Queries#

Query#

class ocean_taco.dataset.queries.Query(lon_min, lon_max, lat_min, lat_max, time_start, time_end)[source]#

Bases: object

Spatial-temporal query specification.

Parameters:
  • lon_min (float)

  • lon_max (float)

  • lat_min (float)

  • lat_max (float)

  • time_start (str | Timestamp)

  • time_end (str | Timestamp)

lon_min: float#
lon_max: float#
lat_min: float#
lat_max: float#
time_start: str | Timestamp#
time_end: str | Timestamp#
property bbox: tuple[float, float, float, float]#
to_geoslice()[source]#

Convert to GeoSlice format for dataset indexing.

to_dict()[source]#
Return type:

dict

classmethod from_dict(d)[source]#
Return type:

Query

Parameters:

d (dict)

PatchSize#

class ocean_taco.dataset.queries.PatchSize(value, unit='deg')[source]#

Bases: object

Patch size with unit conversion support.

Parameters:
  • value (float)

  • unit (Literal['deg', 'km'])

value: float#
unit: Literal['deg', 'km'] = 'deg'#
to_degrees(center_lat=0.0)[source]#

Convert to (lon_degrees, lat_degrees) accounting for latitude.

Return type:

tuple[float, float]

Parameters:

center_lat (float)

to_km(center_lat=0.0)[source]#

Convert to approximate km.

Return type:

float

Parameters:

center_lat (float)

QueryGenerator#

class ocean_taco.dataset.queries.QueryGenerator(land_mask_path=None)[source]#

Bases: object

Generate queries for training (random) and evaluation (grid).

Parameters:

land_mask_path (str | Path | None)

generate_training_queries(n_queries, patch_size, date_range, bbox_constraint=(-180, 180, -60, 60), time_window_days=1, max_land_fraction=0.3, seed=42, oversample_factor=2.0, verbose=True, max_spatial_overlap=1.0)[source]#

Generate random training queries over ocean regions.

Parameters:
  • n_queries (int) – Number of queries to generate.

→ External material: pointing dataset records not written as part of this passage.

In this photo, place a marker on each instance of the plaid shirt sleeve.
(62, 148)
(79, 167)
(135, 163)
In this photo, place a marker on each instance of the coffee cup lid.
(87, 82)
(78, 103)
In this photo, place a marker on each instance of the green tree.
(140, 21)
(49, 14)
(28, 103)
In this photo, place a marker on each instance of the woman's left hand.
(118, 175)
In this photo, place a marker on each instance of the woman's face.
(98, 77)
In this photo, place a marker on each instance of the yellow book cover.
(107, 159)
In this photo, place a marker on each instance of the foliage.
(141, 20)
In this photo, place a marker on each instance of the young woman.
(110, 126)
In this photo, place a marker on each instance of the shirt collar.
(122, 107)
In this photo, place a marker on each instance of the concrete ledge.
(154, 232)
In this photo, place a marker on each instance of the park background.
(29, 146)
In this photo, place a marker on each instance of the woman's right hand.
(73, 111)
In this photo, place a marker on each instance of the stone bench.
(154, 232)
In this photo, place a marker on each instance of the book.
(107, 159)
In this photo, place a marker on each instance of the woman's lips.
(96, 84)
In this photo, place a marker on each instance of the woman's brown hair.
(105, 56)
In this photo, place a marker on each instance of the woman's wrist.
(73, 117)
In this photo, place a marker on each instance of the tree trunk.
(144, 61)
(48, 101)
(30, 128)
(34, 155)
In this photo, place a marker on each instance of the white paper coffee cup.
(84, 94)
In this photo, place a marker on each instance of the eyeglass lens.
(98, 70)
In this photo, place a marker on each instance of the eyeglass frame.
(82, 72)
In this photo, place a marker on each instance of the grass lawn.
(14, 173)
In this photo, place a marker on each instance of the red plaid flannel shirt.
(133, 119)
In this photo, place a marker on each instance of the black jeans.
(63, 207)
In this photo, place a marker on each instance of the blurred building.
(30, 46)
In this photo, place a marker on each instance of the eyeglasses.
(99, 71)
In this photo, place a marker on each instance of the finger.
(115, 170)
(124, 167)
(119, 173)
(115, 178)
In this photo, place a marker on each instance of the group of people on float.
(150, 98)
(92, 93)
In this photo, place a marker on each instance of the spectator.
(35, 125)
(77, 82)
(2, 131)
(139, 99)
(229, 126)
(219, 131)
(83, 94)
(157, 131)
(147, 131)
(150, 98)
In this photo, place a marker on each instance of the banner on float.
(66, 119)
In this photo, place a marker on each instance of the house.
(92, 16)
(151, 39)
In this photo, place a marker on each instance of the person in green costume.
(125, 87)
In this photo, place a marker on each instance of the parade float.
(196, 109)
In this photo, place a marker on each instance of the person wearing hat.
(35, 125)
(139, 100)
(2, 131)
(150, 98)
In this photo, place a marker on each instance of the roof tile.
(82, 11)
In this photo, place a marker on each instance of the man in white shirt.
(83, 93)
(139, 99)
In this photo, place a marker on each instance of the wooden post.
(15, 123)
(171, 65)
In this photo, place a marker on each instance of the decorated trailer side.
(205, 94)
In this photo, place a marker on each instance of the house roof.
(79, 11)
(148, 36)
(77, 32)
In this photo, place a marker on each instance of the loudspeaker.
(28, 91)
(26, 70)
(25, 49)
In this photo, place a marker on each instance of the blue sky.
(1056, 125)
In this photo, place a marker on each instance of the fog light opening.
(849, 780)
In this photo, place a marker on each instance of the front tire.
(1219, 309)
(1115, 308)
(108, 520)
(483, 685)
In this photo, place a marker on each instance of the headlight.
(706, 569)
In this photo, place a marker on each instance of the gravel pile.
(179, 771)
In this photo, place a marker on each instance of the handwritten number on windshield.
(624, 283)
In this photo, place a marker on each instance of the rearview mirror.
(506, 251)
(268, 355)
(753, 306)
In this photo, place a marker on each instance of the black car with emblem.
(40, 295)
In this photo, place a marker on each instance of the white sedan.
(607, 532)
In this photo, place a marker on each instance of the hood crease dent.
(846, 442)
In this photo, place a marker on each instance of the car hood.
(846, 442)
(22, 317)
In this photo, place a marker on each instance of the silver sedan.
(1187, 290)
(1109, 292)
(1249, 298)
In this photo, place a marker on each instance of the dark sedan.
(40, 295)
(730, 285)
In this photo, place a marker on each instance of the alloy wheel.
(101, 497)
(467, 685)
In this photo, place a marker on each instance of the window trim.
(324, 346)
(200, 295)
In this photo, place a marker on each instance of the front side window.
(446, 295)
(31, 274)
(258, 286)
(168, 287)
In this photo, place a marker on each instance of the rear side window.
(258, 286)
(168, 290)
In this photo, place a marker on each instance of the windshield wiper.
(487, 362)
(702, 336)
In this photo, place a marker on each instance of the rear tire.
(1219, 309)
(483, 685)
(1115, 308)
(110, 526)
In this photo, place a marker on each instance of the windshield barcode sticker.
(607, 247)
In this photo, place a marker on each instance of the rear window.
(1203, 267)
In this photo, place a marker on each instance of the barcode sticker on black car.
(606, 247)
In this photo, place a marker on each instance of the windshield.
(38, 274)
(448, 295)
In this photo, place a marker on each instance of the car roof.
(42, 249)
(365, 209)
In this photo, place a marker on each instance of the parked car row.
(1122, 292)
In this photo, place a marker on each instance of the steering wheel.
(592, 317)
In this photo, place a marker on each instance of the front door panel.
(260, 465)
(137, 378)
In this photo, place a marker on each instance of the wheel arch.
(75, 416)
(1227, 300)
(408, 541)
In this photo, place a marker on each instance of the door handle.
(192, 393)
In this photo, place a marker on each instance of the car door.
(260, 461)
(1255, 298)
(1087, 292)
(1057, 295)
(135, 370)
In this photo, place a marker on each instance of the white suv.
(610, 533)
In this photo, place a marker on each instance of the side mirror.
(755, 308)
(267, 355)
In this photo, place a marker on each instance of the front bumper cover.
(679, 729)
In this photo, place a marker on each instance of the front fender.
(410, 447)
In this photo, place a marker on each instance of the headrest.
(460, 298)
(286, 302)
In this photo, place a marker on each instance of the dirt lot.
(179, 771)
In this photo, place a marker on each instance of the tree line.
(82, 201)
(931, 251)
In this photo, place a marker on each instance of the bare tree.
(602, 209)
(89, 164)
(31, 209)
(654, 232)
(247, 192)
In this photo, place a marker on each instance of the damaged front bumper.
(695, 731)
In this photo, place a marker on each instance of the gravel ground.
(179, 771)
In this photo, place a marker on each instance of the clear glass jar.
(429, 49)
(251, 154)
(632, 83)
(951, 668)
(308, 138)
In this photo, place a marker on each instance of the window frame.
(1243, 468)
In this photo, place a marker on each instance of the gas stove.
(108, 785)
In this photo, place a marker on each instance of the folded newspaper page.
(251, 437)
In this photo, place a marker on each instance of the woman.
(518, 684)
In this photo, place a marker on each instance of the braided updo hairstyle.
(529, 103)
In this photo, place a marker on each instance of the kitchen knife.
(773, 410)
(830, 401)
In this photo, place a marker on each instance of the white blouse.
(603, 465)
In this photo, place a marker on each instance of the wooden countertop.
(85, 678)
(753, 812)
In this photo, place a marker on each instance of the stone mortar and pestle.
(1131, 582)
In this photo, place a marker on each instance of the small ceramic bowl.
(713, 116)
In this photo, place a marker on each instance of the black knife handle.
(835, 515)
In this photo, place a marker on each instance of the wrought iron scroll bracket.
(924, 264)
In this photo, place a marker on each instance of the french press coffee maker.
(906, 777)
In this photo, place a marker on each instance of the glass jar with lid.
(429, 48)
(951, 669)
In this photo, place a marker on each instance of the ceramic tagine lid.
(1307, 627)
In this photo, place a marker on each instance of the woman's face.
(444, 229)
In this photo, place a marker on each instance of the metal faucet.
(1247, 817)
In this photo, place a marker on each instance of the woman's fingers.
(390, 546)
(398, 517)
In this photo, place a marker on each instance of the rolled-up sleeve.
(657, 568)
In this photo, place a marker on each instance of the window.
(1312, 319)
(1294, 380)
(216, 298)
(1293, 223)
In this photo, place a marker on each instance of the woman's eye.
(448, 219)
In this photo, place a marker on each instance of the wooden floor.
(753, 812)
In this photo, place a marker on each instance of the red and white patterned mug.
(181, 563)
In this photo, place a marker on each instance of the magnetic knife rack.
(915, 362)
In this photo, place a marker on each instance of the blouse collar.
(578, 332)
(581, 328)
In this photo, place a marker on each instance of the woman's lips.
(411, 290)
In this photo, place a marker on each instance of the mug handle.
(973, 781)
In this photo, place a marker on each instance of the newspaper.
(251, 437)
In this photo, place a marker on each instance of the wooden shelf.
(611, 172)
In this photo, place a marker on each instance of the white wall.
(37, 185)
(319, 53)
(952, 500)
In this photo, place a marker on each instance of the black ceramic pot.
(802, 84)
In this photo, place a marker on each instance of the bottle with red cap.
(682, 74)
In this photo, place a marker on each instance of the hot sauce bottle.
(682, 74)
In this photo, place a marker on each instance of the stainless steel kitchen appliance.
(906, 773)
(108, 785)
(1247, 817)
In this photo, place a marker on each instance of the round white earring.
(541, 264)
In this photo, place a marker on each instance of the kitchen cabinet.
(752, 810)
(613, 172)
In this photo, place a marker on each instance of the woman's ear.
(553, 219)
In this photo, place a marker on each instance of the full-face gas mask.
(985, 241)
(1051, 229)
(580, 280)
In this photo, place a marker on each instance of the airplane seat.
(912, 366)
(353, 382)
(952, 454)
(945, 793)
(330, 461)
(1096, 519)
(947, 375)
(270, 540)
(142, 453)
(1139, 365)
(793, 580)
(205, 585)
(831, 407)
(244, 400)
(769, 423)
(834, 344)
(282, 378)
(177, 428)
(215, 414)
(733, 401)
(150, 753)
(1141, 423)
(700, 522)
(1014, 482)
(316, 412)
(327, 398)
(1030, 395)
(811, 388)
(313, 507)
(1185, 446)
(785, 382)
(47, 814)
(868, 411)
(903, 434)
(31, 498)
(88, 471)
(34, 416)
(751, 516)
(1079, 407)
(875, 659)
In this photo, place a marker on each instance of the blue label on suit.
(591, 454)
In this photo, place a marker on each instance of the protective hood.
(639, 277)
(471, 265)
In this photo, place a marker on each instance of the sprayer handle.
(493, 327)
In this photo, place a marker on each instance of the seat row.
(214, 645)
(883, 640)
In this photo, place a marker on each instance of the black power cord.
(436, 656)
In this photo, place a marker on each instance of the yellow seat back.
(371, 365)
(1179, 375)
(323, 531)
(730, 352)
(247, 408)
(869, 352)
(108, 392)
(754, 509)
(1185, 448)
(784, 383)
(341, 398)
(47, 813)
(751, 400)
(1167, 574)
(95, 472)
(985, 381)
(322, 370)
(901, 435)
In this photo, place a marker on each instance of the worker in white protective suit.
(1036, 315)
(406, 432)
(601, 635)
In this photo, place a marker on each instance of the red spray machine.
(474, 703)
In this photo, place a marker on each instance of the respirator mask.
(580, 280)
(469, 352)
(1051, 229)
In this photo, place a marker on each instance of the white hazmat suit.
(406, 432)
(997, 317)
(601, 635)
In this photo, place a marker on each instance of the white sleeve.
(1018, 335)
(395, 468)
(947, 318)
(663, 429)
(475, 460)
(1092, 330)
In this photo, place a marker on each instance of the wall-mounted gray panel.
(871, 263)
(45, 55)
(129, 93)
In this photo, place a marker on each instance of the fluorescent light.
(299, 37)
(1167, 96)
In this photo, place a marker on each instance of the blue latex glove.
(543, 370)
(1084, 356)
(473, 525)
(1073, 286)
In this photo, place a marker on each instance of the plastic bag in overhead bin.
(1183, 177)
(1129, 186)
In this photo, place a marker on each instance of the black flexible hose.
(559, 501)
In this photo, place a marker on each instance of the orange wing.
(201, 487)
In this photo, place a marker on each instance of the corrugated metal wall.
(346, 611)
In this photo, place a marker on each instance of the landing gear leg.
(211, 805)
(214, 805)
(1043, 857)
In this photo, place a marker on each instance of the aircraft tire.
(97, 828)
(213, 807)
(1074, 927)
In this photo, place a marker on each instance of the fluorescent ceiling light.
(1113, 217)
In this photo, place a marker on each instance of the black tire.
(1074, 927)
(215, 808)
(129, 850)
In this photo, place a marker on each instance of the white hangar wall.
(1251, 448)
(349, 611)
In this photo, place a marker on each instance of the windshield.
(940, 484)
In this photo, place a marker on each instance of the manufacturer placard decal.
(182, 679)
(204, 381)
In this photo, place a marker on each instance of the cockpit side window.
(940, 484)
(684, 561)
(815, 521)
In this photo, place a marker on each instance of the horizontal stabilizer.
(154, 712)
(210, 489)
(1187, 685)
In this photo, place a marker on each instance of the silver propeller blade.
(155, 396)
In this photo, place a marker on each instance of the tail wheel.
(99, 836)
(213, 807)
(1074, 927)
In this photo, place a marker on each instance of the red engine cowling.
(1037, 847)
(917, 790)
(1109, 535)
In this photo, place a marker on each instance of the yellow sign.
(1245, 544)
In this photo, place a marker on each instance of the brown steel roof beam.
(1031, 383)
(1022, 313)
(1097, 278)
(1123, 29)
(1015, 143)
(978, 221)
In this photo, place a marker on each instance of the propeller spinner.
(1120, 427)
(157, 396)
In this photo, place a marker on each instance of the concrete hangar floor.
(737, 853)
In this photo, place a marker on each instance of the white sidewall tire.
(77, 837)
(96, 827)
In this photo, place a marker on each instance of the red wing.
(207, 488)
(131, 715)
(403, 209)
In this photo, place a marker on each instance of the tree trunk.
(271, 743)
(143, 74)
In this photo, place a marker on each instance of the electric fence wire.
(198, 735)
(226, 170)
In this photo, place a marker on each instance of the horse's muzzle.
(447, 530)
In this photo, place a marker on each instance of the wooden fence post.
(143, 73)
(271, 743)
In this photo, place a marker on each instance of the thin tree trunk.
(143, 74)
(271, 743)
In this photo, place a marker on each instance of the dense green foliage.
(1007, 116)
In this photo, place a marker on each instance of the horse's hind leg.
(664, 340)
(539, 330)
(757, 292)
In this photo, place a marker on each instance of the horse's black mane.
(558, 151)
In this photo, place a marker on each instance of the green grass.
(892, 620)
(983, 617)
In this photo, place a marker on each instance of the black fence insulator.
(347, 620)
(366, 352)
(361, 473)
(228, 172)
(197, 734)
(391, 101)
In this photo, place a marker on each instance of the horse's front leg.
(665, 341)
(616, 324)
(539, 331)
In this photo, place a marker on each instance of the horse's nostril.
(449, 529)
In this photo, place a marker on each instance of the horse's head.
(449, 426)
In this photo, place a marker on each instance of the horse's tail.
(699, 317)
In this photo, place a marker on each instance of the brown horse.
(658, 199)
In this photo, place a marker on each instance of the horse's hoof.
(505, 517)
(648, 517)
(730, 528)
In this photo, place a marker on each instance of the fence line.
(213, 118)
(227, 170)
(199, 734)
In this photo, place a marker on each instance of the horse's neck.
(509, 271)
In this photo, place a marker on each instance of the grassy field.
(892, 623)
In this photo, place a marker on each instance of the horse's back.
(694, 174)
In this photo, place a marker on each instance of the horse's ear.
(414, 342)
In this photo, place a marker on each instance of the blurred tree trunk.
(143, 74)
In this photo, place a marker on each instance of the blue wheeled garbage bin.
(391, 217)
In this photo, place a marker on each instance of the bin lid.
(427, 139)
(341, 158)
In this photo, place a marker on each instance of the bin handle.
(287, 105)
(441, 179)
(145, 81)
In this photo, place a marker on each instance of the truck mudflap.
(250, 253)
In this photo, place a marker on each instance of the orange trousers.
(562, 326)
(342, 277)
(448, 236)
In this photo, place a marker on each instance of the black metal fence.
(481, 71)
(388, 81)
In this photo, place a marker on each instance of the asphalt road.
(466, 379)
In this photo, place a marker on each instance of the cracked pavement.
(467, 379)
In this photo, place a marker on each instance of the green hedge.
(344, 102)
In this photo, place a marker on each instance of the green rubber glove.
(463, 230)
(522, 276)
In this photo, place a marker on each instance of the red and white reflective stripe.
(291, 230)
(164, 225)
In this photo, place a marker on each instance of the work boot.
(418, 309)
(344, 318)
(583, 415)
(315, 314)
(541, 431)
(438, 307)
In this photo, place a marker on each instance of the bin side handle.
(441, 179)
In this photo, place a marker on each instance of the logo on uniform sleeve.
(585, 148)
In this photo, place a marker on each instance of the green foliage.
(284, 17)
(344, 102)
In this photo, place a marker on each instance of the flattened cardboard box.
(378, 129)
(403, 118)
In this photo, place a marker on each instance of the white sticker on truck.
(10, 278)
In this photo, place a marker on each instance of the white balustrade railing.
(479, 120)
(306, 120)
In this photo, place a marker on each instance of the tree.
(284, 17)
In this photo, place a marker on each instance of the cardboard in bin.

  • patch_size (PatchSize | float) – Spatial extent (PatchSize or degrees).

  • date_range (tuple[str, str]) – (start_date, end_date) strings.

  • bbox_constraint (tuple[float, float, float, float]) – Region to sample from (lon_min, lon_max, lat_min, lat_max).

  • time_window_days (int) – Temporal extent of each query.

  • max_land_fraction (float) – Maximum allowed land fraction (0-1).

  • seed (int) – Random seed for reproducibility.

  • oversample_factor (float) – Generate extra candidates to account for rejections.

  • verbose (bool) – Print progress.

  • max_spatial_overlap (float) – Maximum allowed IoU (0-1) with existing queries.

Return type:

list[Query]

Returns:

List of Query objects.

generate_eval_queries(bbox, patch_size, date_range, spatial_overlap=0.0, temporal_stride_days=1, time_window_days=1, max_land_fraction=0.5, verbose=True)[source]#

Generate systematic grid of evaluation queries.

Parameters:
  • bbox (tuple[float, float, float, float]) – Region to cover (lon_min, lon_max, lat_min, lat_max).

  • patch_size (PatchSize | float) – Spatial extent of each query.

  • date_range (tuple[str, str]) – (start_date, end_date) strings.

  • spatial_overlap (float) – Overlap fraction (0 = no overlap, 0.5 = 50% overlap).

  • temporal_stride_days (int) – Days between query start times.

  • time_window_days (int) – Temporal extent of each query.

  • max_land_fraction (float) – Skip patches with more land than this.

  • verbose (bool) – Print progress.

Return type:

list[Query]

Returns:

List of Query objects covering the region.

static save_queries(queries, path, metadata=None)[source]#

Save queries to parquet with JSON metadata.

Parameters:
  • queries (list[Query])

  • path (str | Path)

  • metadata (dict | None)

static load_queries(path)[source]#

Load queries from parquet file.

Return type:

tuple[list[Query], dict]

Parameters:

path (str | Path)